I'm just wondering why the rows with values 30, 35 is maked by DIFF as different if they're not?

 

-----------------------------
File 01      | File 02
------- 4 ----------- 4 -----
15           | 12
20           | 13
25           | 14
30           | 30
35           | 35
                | 36
                | 37
-----------------------------

H.Becker
Honored Contributor

Re: Strange output from DIFFERENCES in DCL

As already mentioned, have a look at /match

 

$ help diff/match
  /MATCH

        /MATCH=size

     Specifies the number of records that should indicate matching
     data after a difference is found. By default, after the
     DIFFERENCES command finds unmatched records, it assumes that the
     files once again match after it finds three sequential records
     that match.

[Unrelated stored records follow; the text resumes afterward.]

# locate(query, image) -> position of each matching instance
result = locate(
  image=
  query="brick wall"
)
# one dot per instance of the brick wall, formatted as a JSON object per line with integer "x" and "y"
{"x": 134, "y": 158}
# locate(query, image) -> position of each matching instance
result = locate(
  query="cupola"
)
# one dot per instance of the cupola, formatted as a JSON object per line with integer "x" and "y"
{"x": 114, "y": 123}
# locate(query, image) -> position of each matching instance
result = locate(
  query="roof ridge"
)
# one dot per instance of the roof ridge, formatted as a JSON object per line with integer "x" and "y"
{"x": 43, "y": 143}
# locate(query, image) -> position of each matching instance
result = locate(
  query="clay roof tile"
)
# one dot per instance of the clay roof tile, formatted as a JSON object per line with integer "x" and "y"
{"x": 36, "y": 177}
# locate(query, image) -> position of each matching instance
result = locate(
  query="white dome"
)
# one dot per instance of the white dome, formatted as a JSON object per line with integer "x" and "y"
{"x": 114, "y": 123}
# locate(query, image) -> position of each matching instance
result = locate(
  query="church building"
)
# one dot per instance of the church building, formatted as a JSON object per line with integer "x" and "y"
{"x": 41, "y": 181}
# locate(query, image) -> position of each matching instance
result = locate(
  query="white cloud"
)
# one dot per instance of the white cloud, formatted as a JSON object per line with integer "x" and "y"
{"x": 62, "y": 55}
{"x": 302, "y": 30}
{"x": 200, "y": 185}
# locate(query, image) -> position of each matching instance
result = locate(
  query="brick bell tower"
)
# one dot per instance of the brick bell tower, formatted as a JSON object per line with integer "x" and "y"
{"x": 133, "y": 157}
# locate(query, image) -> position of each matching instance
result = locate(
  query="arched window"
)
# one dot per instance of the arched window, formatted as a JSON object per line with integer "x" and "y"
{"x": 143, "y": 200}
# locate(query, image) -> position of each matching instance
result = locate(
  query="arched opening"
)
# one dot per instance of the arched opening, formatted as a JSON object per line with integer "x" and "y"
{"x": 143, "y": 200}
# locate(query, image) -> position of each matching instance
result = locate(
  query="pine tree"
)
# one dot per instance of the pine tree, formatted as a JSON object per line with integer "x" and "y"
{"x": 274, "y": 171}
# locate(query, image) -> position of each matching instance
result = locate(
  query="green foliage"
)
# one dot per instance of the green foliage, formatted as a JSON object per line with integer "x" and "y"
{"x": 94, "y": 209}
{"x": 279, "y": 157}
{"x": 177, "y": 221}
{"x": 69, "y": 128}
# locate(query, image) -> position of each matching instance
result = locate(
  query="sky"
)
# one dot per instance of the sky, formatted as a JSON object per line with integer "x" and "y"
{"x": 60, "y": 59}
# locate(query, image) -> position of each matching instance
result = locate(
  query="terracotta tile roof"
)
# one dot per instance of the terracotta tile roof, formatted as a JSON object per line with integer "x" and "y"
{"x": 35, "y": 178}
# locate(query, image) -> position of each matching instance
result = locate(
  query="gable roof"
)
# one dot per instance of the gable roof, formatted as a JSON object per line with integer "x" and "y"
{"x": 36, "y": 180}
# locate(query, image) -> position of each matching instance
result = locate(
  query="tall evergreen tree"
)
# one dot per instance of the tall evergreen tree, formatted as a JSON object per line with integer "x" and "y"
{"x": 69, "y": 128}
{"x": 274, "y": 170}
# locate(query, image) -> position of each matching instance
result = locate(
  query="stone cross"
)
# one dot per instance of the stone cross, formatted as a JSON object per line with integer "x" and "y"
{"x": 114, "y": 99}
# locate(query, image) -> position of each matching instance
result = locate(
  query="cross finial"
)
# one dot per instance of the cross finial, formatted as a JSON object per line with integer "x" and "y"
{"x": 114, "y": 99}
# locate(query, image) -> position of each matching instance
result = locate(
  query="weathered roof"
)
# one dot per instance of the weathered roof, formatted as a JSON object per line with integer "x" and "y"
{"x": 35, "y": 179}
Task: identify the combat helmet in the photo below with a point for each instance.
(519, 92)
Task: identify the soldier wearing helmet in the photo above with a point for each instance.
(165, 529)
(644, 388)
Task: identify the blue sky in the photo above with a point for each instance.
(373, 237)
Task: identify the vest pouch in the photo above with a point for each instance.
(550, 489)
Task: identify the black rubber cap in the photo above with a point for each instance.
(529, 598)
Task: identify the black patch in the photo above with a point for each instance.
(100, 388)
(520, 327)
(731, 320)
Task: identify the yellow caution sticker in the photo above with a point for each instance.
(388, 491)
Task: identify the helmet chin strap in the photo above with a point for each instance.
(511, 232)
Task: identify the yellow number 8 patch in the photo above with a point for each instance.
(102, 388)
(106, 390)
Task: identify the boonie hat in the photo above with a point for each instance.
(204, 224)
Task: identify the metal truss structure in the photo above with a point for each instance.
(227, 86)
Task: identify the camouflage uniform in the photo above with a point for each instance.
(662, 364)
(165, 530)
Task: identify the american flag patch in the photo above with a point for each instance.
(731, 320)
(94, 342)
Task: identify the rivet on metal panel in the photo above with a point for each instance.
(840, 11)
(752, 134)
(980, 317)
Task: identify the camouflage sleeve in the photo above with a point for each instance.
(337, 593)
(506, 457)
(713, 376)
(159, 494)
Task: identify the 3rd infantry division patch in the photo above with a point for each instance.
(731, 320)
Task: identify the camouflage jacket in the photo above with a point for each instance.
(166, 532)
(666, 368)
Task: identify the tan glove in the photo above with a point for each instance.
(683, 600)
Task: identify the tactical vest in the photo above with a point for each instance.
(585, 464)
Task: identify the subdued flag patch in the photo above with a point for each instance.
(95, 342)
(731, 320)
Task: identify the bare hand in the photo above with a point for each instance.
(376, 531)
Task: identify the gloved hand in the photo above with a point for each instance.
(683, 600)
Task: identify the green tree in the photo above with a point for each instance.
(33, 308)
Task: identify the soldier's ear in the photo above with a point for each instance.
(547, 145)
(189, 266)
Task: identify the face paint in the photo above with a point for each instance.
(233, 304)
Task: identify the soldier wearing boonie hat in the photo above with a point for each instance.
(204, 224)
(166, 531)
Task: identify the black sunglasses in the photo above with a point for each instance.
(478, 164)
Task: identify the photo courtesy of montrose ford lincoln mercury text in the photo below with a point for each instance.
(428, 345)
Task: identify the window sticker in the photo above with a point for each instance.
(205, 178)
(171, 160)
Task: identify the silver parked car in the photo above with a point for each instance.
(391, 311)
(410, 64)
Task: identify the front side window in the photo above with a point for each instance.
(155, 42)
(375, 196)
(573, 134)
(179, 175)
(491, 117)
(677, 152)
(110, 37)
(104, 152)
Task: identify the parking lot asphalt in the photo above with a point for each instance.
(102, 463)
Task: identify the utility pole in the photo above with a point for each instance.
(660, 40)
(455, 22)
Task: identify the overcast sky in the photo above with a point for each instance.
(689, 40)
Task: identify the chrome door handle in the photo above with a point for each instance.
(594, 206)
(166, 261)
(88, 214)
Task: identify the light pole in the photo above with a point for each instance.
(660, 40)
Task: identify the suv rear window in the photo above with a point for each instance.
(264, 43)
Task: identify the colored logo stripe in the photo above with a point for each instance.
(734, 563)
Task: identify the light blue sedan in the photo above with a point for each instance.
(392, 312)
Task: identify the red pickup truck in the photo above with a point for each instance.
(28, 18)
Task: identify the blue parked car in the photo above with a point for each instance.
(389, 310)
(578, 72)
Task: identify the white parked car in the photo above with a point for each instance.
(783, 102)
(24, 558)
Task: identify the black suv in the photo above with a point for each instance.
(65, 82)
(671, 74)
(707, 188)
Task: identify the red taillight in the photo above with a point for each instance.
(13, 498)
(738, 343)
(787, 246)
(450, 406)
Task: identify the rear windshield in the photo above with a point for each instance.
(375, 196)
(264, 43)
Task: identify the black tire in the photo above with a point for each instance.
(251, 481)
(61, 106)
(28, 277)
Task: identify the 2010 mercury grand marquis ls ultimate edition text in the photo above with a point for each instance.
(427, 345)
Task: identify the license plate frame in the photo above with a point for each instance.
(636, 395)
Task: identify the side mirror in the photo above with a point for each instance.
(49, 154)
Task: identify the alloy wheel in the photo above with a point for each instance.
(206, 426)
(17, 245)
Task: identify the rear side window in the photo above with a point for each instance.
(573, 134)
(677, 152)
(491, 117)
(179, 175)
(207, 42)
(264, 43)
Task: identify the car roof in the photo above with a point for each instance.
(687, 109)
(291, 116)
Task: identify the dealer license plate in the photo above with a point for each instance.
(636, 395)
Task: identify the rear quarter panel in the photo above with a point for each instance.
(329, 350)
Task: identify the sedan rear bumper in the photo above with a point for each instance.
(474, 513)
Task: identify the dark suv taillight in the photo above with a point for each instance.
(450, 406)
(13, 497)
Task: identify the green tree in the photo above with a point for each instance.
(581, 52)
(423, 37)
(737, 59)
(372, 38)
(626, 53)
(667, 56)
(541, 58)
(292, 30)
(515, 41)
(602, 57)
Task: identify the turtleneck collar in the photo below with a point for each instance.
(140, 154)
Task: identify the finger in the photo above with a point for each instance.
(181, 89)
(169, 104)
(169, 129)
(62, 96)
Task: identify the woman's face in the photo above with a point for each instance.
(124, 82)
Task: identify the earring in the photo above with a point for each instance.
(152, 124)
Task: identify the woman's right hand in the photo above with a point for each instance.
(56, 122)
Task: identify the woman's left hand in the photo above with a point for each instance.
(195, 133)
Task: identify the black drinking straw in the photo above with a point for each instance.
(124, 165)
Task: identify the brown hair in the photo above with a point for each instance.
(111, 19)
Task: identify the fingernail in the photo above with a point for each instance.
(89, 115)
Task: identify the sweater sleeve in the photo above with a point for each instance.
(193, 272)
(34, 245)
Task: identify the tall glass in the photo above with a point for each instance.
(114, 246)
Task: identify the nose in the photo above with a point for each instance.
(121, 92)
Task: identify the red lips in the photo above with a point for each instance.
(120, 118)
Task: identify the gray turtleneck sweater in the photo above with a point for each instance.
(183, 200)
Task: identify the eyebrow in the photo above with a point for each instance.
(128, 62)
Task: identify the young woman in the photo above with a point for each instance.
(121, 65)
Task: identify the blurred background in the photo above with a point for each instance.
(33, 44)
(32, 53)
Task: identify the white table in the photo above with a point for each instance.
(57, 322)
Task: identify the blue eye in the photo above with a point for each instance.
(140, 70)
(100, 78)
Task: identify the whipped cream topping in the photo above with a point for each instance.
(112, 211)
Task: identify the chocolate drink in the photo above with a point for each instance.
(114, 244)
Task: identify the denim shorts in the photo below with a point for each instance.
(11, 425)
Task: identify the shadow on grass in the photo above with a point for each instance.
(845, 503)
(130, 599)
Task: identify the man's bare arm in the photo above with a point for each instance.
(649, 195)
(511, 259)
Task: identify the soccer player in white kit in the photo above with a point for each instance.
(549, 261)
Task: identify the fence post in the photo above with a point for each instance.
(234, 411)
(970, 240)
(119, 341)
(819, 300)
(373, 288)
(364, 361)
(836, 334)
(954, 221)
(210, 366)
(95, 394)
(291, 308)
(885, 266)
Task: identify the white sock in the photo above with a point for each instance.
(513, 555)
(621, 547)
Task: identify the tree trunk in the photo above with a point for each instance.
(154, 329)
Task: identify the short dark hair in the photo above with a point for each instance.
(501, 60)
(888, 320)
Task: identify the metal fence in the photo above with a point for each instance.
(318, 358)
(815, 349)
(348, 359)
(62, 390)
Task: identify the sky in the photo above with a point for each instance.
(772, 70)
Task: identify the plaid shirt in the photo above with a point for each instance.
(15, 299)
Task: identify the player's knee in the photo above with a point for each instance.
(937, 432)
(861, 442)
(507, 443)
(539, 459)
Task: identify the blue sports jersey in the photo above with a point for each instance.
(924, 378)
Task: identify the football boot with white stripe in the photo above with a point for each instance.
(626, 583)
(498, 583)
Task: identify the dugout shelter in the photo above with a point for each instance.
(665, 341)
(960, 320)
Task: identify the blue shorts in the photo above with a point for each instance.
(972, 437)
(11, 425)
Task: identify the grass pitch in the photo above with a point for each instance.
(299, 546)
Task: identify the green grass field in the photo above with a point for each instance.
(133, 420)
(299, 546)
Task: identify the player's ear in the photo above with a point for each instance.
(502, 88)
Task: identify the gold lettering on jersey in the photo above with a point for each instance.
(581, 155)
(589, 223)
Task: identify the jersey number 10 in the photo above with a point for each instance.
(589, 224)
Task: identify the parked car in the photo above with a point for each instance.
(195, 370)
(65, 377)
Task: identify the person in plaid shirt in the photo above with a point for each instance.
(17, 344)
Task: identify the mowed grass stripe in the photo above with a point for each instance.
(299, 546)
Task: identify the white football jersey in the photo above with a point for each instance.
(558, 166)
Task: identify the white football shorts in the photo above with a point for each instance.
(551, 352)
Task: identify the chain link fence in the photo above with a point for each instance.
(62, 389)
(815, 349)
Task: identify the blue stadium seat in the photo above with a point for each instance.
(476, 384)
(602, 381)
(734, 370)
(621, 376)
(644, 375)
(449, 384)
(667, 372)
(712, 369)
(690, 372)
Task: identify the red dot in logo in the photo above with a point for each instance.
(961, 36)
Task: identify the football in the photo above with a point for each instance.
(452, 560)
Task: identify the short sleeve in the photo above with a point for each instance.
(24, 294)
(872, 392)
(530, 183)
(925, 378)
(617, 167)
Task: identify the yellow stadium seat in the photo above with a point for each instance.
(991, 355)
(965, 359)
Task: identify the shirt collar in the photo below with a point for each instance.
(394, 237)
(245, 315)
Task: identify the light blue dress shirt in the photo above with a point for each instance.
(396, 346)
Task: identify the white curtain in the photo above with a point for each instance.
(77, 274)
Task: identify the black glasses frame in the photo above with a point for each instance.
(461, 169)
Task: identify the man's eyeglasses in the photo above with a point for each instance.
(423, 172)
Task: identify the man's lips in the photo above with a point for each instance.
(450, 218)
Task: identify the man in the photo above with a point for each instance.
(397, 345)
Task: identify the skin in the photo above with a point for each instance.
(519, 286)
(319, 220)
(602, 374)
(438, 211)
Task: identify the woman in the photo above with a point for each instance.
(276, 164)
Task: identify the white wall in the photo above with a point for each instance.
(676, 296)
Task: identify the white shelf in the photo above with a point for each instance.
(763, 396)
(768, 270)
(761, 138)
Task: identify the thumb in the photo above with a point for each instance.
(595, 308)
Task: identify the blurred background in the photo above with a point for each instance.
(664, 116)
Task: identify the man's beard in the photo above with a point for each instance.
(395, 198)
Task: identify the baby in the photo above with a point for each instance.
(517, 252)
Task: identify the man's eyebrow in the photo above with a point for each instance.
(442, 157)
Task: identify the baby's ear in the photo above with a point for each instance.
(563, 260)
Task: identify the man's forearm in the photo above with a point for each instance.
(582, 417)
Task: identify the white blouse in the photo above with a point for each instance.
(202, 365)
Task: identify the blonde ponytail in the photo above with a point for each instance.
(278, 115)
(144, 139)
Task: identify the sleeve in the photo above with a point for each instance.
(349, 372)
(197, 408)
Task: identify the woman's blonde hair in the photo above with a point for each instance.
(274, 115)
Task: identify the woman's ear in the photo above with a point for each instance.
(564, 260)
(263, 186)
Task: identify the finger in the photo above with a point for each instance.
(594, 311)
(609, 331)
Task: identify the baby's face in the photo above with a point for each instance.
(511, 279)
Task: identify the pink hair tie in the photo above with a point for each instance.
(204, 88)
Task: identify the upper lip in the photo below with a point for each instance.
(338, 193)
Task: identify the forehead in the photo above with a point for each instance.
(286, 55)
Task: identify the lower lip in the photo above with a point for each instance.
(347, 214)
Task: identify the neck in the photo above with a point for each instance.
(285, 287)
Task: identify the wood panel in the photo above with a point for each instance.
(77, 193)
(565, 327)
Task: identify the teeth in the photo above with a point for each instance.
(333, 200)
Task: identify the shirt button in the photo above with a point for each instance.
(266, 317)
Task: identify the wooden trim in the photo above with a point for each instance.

Use the /MATCH qualifier to override the default
     match size of 3.

     You can increase the /MATCH qualifier value if you feel that
     the DIFFERENCES command is incorrectly matching sections of
     the master and revision input files after it has detected a
     difference.

you may want to add  /match=1, which gives an output like

 

------- 4 ----------- 4 -----
15            |  12          
20            |  13          
25            |  14          
------- 9 ----------- 9 -----
              |  36          
              |  37          
-----------------------------

 

Hoff
Honored Contributor

Re: Strange output from DIFFERENCES in DCL

There is what you seem to think DIFFERENCES does, and what it actually does.

 

DIFFERENCES looks at a range of text records within a window when it finds a mismatch, and then at the number of records that must then be matched before the file processing is assumed to be resynchronized across the two files being processed.  

 

Once DIFFERENCES has found differences, it then goes looking for not-differences to resume its processing.

 

DIFFERENCES is not "anchored" by the file record within the file, like might be expected with a simple comparison across the same record in two arrays in a program or across the same record in two  RMS relative files.  Because DIFFERENCES expects records might be added into a file, it will try to resynchronize and to then resume matching the two files.   If the file contents are arbitrary text records that start out identical but file 2 gets records added, then record 100 in file 1 might eventually be found to match record 500 in file 2, assuming somebody added 400 records into file 2, and that the records starting at 100 in file 1 and starting at 500 in file 2  meet or exceed the /MATCH specification.  Once (enough) records are matched irrespective of their relative position in the file, DIFFERENCES will then continue reading records in file 1 and in file 2 looking for the next difference, which might be at (say) 200 in file 2 and 600 in file 2, where somebody might have added another batch of records into file 2.

 

Again, DIFFERENCES does not implement record-index-based comparsions, it's looking at the records themselves.

 

DIFFERENCES works well for paragraphs  of text, but generally stinks for sorting and merging data such as the example text that you're using.  (I'm not sure if you're just using numbers here, or if you're actually trying to process numbers with DIFFERENCES.)

 

Please read the DIFFERENCES documentation, and experiement with /WINDW and /MATCH.  Or roll your own processing with some DCL, or with SORT / MERGE, depending on what you're up to.

 

For an example of some explicit DCL that does some roughly similar matching to what DIFFERENCES does, please see the http://www.digiater.nl/openvms/freeware/v80/hoffman_examples/diff_directories.com example from the OpenVMS freeware.  This tool looks for differences in the entries present in two different directories and — like DIFFERENCES — tries to resynchronize its processing after finding differences; once matching filenames are found in both directories.